During your sessions, choose a room or space that gives you maximum privacy. Choose a time when there are fewer people at home, or if a private space is not available, be creative- you could sit in your car, or your garden. Use earbuds or headphones for privacy and better sound quality. During your sessions, for a sense of added security, it is recommended that you turn off smart devices, like Alexa, that could be “listening” even when not in use.
Be sure to minimize all distractions. Let your family know that you have an appointment that requires your full attention and would not like to be disturbed. If none of them work, your therapist will help you if you are having trouble finding a confidential space. Consider non-traditional locations like parks, or even Starbucks.
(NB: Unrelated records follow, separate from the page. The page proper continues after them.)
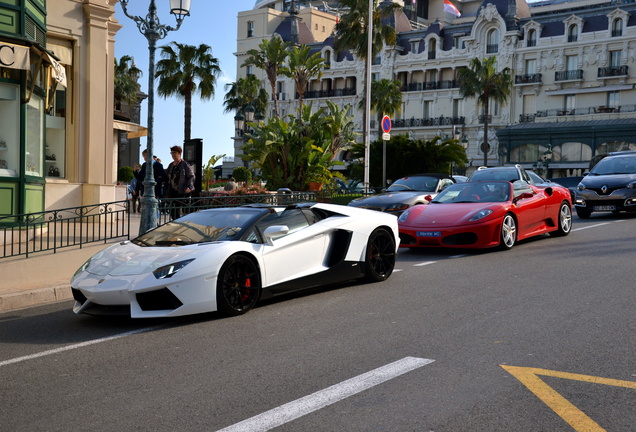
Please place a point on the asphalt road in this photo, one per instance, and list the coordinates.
(539, 338)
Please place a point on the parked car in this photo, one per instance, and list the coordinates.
(609, 186)
(486, 214)
(226, 259)
(406, 192)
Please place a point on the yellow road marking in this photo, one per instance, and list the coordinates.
(568, 412)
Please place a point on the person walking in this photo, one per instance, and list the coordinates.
(180, 181)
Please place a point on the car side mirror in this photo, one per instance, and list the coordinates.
(274, 232)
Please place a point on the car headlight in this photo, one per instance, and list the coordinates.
(404, 216)
(397, 207)
(480, 215)
(170, 269)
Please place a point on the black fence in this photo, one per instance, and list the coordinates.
(25, 234)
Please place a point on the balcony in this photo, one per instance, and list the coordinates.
(528, 79)
(569, 75)
(612, 71)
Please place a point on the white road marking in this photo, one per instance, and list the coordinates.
(74, 346)
(591, 226)
(424, 263)
(308, 404)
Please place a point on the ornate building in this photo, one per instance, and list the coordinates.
(573, 86)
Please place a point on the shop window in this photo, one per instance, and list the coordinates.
(9, 130)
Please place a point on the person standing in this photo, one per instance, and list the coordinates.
(180, 180)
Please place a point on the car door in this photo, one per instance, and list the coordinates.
(299, 253)
(530, 211)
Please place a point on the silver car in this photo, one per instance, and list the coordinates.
(610, 186)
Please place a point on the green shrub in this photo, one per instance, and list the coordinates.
(125, 174)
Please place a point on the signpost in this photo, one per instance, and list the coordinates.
(386, 128)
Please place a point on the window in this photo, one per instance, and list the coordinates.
(613, 99)
(493, 41)
(532, 38)
(617, 28)
(573, 33)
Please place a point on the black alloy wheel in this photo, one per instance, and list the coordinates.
(238, 286)
(380, 259)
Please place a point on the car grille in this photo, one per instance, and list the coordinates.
(162, 299)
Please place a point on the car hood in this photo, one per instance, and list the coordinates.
(611, 181)
(129, 259)
(437, 215)
(392, 198)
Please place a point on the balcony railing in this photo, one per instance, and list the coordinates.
(528, 79)
(432, 85)
(482, 118)
(568, 75)
(433, 121)
(612, 71)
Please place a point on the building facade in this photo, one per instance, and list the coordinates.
(58, 140)
(572, 64)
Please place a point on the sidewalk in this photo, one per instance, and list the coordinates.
(45, 276)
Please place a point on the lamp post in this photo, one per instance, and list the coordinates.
(153, 31)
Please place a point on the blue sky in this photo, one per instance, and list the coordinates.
(212, 22)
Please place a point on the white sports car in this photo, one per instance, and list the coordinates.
(227, 259)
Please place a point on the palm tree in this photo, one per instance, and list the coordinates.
(302, 68)
(386, 99)
(270, 57)
(126, 86)
(186, 70)
(480, 80)
(352, 32)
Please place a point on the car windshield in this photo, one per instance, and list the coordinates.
(200, 227)
(416, 183)
(481, 192)
(615, 165)
(495, 174)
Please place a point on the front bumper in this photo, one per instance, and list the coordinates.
(475, 236)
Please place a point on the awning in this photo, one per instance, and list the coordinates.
(14, 56)
(602, 89)
(134, 130)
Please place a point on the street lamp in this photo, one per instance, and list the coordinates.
(153, 31)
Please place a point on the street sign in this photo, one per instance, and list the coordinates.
(386, 124)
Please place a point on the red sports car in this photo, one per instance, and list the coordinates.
(487, 214)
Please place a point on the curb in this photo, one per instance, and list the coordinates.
(35, 297)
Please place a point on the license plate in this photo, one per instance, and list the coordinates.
(429, 233)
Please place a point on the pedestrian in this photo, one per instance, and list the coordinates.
(231, 185)
(180, 181)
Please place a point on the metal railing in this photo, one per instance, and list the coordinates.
(25, 234)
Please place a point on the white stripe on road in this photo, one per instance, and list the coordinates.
(591, 226)
(74, 346)
(308, 404)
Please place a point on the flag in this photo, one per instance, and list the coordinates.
(449, 7)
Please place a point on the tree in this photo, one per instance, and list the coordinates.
(270, 56)
(186, 70)
(126, 86)
(407, 156)
(480, 80)
(353, 28)
(386, 99)
(302, 68)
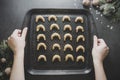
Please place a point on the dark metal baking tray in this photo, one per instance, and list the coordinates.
(63, 68)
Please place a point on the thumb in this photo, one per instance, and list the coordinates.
(95, 41)
(24, 32)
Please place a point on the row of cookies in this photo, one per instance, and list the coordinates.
(53, 17)
(56, 35)
(57, 57)
(57, 46)
(41, 27)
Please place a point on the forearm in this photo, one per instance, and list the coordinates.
(99, 71)
(18, 66)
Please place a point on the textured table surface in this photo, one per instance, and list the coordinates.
(12, 14)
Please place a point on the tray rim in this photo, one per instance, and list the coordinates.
(62, 72)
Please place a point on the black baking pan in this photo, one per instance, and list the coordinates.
(33, 67)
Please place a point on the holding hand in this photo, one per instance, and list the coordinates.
(17, 40)
(100, 50)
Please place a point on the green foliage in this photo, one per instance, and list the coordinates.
(111, 10)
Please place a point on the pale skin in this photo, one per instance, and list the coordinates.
(17, 43)
(99, 52)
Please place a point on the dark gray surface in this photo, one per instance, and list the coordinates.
(12, 14)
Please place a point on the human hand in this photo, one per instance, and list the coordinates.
(17, 40)
(100, 50)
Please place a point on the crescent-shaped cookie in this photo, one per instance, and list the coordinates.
(55, 35)
(67, 18)
(79, 28)
(39, 27)
(69, 56)
(41, 45)
(80, 58)
(40, 17)
(40, 57)
(80, 47)
(39, 36)
(56, 45)
(67, 35)
(68, 46)
(52, 26)
(79, 19)
(67, 27)
(52, 17)
(56, 57)
(80, 37)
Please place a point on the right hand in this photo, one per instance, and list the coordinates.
(100, 50)
(17, 40)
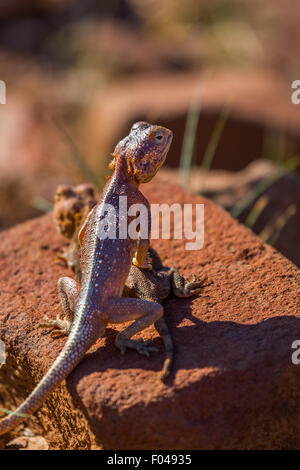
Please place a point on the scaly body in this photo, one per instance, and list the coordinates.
(105, 265)
(70, 208)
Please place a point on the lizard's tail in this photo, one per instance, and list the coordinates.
(164, 333)
(66, 361)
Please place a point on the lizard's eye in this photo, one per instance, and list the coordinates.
(159, 136)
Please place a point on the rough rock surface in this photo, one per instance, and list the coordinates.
(233, 384)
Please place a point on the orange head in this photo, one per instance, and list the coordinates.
(145, 150)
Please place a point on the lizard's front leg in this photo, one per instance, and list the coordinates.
(144, 312)
(68, 291)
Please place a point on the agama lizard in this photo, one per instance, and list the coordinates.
(105, 265)
(71, 204)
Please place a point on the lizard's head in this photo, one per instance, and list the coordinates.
(145, 149)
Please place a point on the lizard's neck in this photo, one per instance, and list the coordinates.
(122, 173)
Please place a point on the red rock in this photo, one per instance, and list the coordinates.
(233, 384)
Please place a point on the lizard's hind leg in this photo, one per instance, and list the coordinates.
(68, 291)
(144, 312)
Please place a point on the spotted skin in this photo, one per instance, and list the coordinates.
(153, 284)
(105, 265)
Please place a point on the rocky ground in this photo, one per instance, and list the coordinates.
(233, 384)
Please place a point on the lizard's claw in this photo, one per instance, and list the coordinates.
(142, 347)
(147, 264)
(60, 327)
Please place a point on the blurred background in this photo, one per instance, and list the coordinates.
(216, 72)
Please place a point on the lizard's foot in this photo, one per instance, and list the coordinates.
(147, 264)
(141, 346)
(60, 326)
(184, 288)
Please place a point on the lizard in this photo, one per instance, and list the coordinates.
(105, 265)
(71, 204)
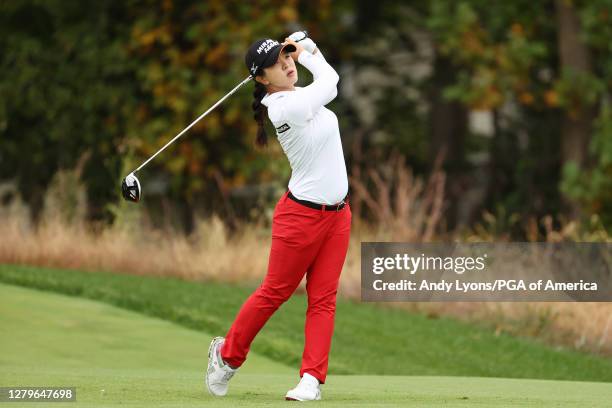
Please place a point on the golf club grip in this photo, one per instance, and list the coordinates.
(247, 79)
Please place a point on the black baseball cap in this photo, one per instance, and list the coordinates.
(264, 53)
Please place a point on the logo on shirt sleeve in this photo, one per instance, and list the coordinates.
(282, 128)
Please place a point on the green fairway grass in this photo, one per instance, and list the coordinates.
(367, 340)
(118, 357)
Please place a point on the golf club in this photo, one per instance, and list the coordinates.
(130, 187)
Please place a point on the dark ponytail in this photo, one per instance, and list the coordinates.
(259, 114)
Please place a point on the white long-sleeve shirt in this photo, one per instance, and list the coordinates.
(309, 134)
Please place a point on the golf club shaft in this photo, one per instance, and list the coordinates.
(194, 122)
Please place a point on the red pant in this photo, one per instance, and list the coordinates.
(304, 241)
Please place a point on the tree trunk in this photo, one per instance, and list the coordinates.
(576, 129)
(448, 130)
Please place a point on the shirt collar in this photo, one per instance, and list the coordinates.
(269, 99)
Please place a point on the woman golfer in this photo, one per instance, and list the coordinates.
(312, 220)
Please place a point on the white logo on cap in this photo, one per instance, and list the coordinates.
(266, 46)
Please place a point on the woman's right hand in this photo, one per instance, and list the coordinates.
(298, 48)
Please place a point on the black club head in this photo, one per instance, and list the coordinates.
(130, 188)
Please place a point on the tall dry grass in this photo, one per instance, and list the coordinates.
(409, 208)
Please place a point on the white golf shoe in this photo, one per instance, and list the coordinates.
(308, 389)
(219, 373)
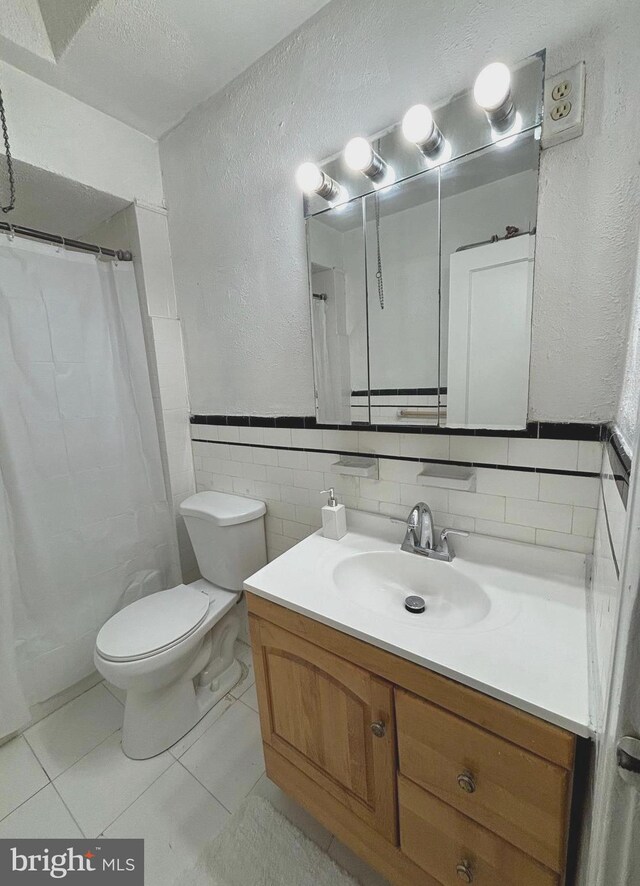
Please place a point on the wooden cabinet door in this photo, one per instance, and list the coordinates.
(317, 710)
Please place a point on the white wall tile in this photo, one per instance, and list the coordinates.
(307, 438)
(255, 436)
(309, 479)
(454, 521)
(296, 495)
(560, 455)
(437, 499)
(283, 476)
(506, 530)
(380, 490)
(399, 471)
(283, 509)
(490, 450)
(514, 484)
(240, 453)
(505, 503)
(155, 251)
(204, 432)
(578, 543)
(565, 489)
(474, 504)
(589, 456)
(296, 530)
(277, 436)
(265, 456)
(293, 459)
(381, 443)
(228, 433)
(584, 521)
(539, 514)
(321, 461)
(424, 445)
(340, 440)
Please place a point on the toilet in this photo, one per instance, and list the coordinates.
(173, 651)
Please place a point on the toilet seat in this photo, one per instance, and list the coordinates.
(153, 624)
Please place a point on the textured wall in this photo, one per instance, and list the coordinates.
(627, 418)
(54, 132)
(235, 218)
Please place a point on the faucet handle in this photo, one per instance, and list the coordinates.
(447, 532)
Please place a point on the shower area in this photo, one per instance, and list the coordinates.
(86, 502)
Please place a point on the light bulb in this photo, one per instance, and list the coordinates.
(492, 86)
(312, 180)
(359, 154)
(417, 124)
(309, 177)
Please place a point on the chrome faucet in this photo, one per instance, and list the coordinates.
(419, 535)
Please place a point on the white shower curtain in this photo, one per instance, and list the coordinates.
(85, 525)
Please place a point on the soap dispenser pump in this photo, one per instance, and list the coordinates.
(334, 517)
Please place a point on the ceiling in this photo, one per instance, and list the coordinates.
(50, 202)
(145, 62)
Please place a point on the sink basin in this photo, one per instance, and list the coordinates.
(380, 581)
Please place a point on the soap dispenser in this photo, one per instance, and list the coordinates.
(334, 517)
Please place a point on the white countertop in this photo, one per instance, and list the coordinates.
(529, 651)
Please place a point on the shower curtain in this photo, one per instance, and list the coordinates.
(85, 523)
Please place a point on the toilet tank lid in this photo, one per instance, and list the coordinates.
(222, 508)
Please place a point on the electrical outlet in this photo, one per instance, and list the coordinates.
(564, 106)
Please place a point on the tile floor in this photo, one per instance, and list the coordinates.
(66, 776)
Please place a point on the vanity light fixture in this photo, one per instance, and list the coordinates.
(419, 127)
(492, 91)
(361, 157)
(312, 180)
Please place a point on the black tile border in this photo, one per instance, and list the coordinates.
(405, 392)
(434, 461)
(535, 430)
(612, 547)
(620, 461)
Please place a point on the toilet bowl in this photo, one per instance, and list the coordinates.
(173, 651)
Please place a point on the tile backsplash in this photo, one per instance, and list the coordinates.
(540, 491)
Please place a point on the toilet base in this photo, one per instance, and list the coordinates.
(155, 720)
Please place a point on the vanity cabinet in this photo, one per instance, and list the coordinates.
(429, 781)
(331, 719)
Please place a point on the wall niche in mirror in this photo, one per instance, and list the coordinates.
(335, 247)
(401, 237)
(488, 216)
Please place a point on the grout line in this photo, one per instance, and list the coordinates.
(62, 800)
(15, 809)
(409, 458)
(129, 805)
(210, 792)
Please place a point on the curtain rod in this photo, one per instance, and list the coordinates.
(20, 231)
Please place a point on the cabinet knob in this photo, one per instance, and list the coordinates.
(466, 782)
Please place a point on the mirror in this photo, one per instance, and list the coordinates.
(335, 246)
(403, 295)
(488, 207)
(421, 288)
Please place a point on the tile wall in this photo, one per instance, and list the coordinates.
(539, 491)
(604, 588)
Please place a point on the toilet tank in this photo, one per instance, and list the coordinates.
(227, 534)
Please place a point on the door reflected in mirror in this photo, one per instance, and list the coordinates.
(488, 217)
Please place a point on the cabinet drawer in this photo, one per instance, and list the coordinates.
(508, 790)
(454, 849)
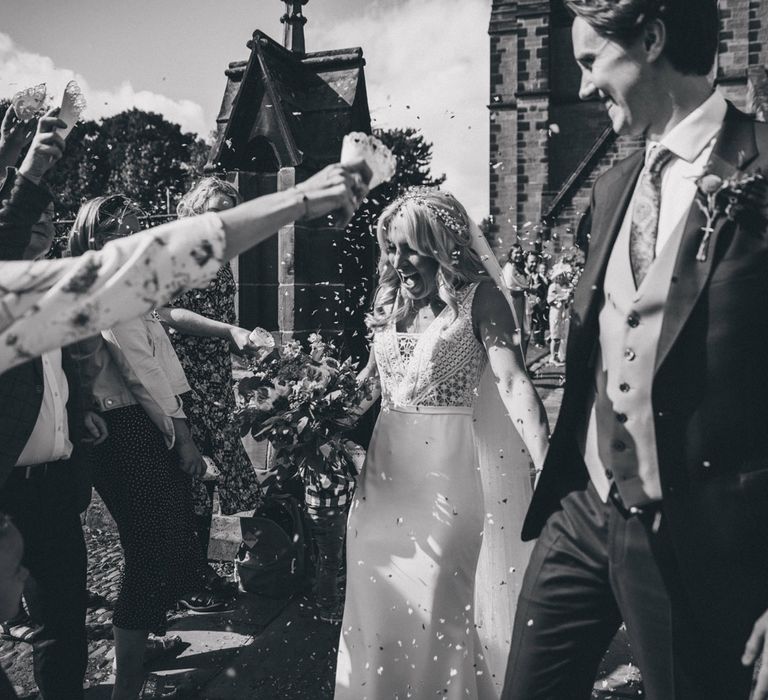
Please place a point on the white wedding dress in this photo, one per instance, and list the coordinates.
(413, 627)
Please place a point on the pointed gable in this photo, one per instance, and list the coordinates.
(283, 109)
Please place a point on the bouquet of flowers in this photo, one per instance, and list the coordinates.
(303, 403)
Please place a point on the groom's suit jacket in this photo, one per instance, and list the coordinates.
(709, 394)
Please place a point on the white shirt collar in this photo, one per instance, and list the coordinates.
(694, 133)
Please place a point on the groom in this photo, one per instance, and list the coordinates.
(652, 507)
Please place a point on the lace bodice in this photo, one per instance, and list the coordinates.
(439, 367)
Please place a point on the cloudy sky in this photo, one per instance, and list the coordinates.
(427, 62)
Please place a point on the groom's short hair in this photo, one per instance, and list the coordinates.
(692, 27)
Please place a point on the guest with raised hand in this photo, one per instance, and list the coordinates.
(43, 430)
(25, 199)
(13, 574)
(47, 304)
(204, 333)
(143, 471)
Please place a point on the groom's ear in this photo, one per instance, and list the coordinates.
(654, 39)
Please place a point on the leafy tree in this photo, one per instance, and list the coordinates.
(137, 153)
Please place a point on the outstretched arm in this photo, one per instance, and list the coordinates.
(192, 323)
(495, 327)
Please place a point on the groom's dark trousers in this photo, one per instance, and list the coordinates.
(594, 566)
(689, 576)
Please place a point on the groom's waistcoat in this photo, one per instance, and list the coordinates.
(620, 442)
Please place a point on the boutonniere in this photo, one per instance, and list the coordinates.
(742, 198)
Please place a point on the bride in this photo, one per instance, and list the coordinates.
(417, 523)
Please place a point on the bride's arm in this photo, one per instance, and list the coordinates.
(495, 326)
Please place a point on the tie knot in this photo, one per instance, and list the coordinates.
(658, 159)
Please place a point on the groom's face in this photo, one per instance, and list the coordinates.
(618, 75)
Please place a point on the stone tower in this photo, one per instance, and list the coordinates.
(546, 145)
(283, 117)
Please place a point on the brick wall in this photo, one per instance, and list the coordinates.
(534, 84)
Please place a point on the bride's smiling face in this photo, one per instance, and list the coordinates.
(417, 272)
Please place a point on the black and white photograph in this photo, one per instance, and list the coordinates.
(384, 350)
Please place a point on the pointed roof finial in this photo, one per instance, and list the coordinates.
(294, 21)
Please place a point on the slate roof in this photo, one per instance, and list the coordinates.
(284, 109)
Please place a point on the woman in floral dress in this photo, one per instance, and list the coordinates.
(203, 330)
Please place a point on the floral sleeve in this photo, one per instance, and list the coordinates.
(51, 303)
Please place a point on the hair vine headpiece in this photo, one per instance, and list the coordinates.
(419, 194)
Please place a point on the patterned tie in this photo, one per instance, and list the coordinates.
(645, 214)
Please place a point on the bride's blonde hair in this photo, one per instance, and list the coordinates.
(435, 224)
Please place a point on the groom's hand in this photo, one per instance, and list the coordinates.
(757, 650)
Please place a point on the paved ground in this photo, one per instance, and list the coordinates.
(264, 649)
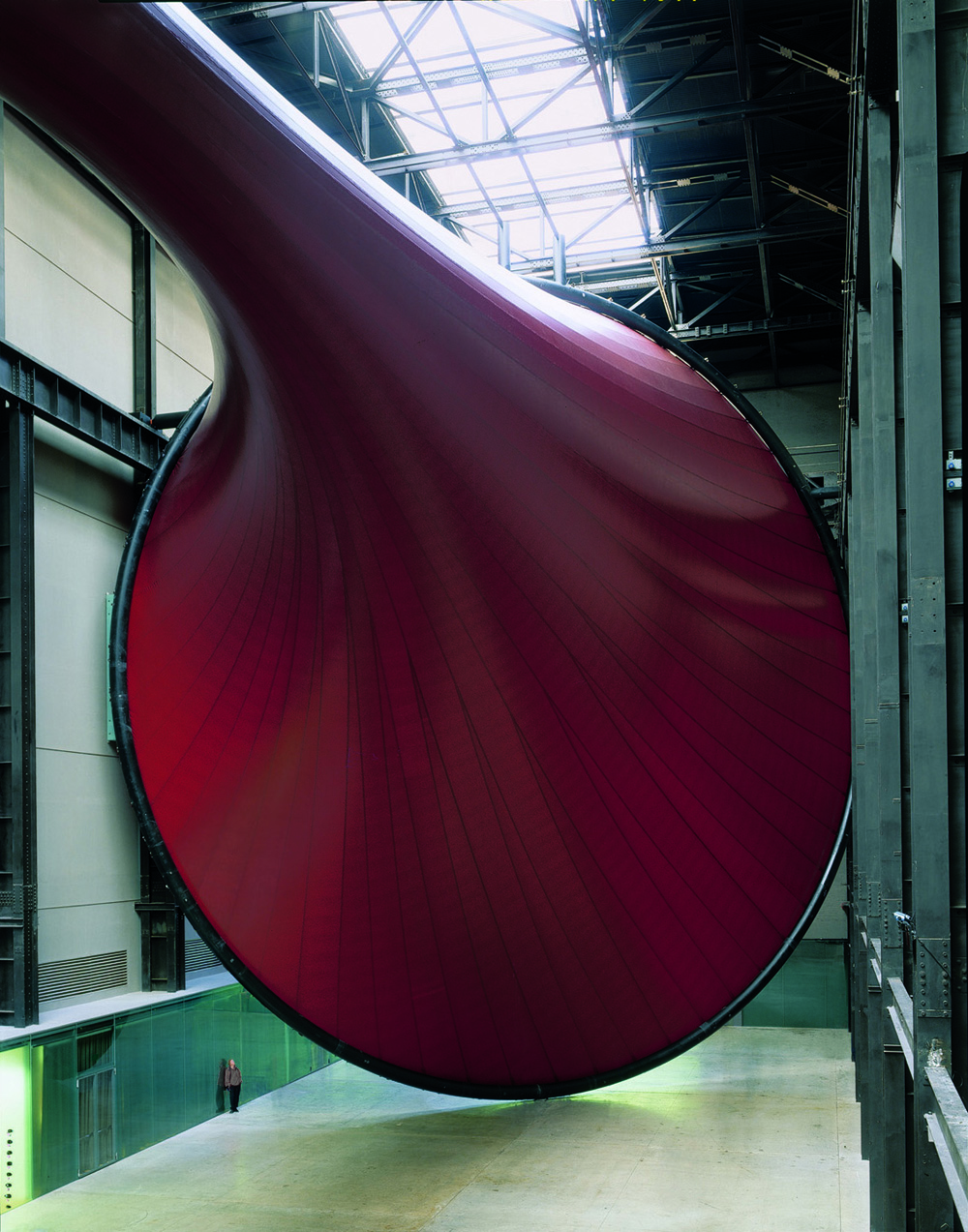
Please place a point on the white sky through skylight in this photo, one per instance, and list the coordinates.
(604, 224)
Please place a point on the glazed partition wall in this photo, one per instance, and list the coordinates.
(905, 536)
(69, 1108)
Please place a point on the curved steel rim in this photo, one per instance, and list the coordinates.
(118, 680)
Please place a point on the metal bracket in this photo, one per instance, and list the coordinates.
(953, 470)
(932, 994)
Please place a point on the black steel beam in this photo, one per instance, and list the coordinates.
(592, 135)
(26, 383)
(771, 325)
(18, 991)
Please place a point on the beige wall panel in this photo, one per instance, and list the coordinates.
(179, 383)
(76, 565)
(81, 476)
(180, 324)
(54, 212)
(64, 325)
(80, 932)
(86, 837)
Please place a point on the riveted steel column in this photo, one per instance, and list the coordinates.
(3, 260)
(888, 1187)
(923, 581)
(864, 822)
(18, 1001)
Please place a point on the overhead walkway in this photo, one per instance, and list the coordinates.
(754, 1128)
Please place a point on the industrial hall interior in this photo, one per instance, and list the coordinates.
(482, 668)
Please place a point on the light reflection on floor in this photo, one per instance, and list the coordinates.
(755, 1128)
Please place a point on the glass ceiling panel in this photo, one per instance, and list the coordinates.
(580, 193)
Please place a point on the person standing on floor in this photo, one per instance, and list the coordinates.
(221, 1087)
(233, 1083)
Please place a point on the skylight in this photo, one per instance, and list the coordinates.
(465, 79)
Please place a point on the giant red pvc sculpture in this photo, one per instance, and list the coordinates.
(485, 672)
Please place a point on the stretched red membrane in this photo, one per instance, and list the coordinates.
(482, 673)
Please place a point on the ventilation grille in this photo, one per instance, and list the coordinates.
(198, 956)
(69, 977)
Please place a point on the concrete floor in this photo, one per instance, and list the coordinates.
(755, 1128)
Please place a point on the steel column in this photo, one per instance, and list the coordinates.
(923, 568)
(888, 1189)
(3, 260)
(143, 287)
(18, 997)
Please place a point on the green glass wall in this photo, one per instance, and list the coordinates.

Although not ideal, we have to be flexible during these times; so offer yourself some compassion and be creative, while protecting your confidentiality.
Lastly, give yourself adequate time to reflect on the session and allow yourself some quiet time before transitioning into your day-to-day routine as there is no opportunity for a physical transition during an online session. Remember that this time is exclusively for you. Therefore, leverage the most of it and give yourself time to let the insights from the conversation with your therapist sink in.
We hope this article succeeded in alleviating some of your anxiety associated with an online or teletherapy session. Seeking timely professional help can go a long way in enhancing your quality of life.